From Ulrike Malmendier and Stefan Nagel:
How do individuals form expectations about future inflation? We propose that personal experiences play an important role. Individuals adapt their forecasts to new data but overweight inflation realized during their lifetimes. Young individuals update their expectations more strongly in the direction of recent surprises than older individuals since recent experiences make up a larger part of their lives so far. We find support for these predictions using 57 years of microdata on inflation expectations from the Reuters/Michigan Survey of Consumers. Differences in lifetime experiences strongly predict differences in subjective inflation expectations. Learning from experience explains the substantial dis- agreement between young and old individuals in periods of high surprise inflation, such as the 1970s. It also explains household borrowing and lending behavior, including the choice of fixed versus variable-rate investments and mortgages. The loss of distant memory implied by learning from experience provides a natural microfoundation for models of perpetual learning, such as constant-gain learning models.
The learning-from-experience framework differs from more conventional representative- agent applications of learning in that it generates heterogeneity in inflation expectations. Nevertheless, its implications for the average level of inflation expectations are similar to those resulting from representative-agent constant-gain learning algorithms that are popular in macroeconomics (see, e.g., Orphanides and Williams (2005a); Milani (2007)). There are, however, two important differences.
First, the learning-from-experience theory points to a different and complementary reason why data in the distant past are down-weighted and learning dynamics are perpetual. While standard implementations of constant-gain learning motivate a gradual loss of memory with structural shifts and parameter drift, learning from experience implies that memory of macroeconomic history is lost as new generations emerge whose subjective beliefs are shaped by relatively recent experience.
Second, the learning-from-experience framework allows us to estimate individuals’ reaction to inflation surprises (their gain parameter) from heterogeneity between cohorts. This opens up a new dimension of data as a source of identification. Remarkably, even though we rely purely on cross-sectional variation in survey expectations in estimating the gain, the implications of our estimates for time-variation in the beliefs of the average person are quantitatively similar to those obtained in earlier work in macroeconomics that estimated the gain to fit macroeconomic time-series and aggregate survey expectations.

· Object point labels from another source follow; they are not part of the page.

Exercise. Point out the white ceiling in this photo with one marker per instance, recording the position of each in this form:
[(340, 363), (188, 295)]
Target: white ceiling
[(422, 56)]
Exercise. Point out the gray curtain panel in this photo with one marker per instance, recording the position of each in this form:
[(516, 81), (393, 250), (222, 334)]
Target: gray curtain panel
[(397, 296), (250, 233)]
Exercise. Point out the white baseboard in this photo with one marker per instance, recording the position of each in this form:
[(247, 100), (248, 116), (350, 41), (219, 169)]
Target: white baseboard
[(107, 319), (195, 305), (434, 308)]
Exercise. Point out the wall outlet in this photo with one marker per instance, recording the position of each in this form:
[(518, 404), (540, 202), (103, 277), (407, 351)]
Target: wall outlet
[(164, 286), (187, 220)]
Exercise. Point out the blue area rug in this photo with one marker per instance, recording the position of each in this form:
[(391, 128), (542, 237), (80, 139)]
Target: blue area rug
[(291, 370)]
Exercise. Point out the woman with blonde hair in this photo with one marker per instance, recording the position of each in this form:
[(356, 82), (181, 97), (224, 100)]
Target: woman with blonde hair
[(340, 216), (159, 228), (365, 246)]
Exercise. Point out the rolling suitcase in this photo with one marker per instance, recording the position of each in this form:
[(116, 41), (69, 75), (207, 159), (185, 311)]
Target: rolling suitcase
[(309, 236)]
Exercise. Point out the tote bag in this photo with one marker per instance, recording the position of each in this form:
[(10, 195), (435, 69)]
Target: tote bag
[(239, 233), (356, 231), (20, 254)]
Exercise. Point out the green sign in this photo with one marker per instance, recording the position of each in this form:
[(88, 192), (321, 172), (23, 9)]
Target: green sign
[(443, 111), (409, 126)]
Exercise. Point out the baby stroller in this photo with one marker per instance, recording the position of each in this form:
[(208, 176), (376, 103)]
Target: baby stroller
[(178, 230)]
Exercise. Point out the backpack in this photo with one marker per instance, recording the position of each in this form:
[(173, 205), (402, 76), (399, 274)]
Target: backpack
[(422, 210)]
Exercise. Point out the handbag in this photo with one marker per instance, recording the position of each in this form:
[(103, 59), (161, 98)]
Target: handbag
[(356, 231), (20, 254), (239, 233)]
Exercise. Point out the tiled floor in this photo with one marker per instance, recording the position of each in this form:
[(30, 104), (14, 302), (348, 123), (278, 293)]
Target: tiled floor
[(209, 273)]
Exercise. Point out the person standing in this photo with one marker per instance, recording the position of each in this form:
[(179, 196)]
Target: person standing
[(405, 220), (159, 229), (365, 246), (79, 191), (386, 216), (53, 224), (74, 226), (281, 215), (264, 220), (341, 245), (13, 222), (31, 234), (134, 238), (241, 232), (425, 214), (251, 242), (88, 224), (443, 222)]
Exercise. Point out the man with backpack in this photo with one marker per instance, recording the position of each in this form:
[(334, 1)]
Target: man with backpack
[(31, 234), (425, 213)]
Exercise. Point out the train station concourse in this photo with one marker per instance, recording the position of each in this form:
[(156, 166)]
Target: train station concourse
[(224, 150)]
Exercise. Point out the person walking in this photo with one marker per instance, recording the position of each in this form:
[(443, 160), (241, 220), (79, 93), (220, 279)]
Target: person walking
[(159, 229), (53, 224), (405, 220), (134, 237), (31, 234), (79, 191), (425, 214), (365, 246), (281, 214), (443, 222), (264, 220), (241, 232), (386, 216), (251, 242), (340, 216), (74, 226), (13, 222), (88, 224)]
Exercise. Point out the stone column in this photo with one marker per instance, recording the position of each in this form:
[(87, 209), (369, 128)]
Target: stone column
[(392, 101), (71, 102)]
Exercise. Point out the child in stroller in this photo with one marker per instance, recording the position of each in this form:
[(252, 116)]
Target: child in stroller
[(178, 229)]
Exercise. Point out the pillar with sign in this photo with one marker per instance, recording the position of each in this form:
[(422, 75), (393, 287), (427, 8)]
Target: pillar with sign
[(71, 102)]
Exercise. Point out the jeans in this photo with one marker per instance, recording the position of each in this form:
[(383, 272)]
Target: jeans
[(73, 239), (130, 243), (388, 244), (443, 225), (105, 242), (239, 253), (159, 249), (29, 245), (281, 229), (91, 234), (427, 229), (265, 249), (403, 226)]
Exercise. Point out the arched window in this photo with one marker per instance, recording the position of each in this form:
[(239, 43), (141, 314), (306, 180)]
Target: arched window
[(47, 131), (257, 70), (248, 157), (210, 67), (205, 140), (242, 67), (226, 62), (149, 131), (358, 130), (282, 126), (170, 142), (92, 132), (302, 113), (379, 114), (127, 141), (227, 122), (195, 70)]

The expectations heterogeneity generated by learning from experience has the potential to produce interesting macroeconomic effects. For example, Piazzesi and Schneider (2012) show that the disagreement about future inflation and real interest rates between younger and older households in the late 1970s helps understand aggregate quantities of household borrowing and lending and the prices of real assets at the time. Our findings help understand the reasons for this dispersion in inflation expectations.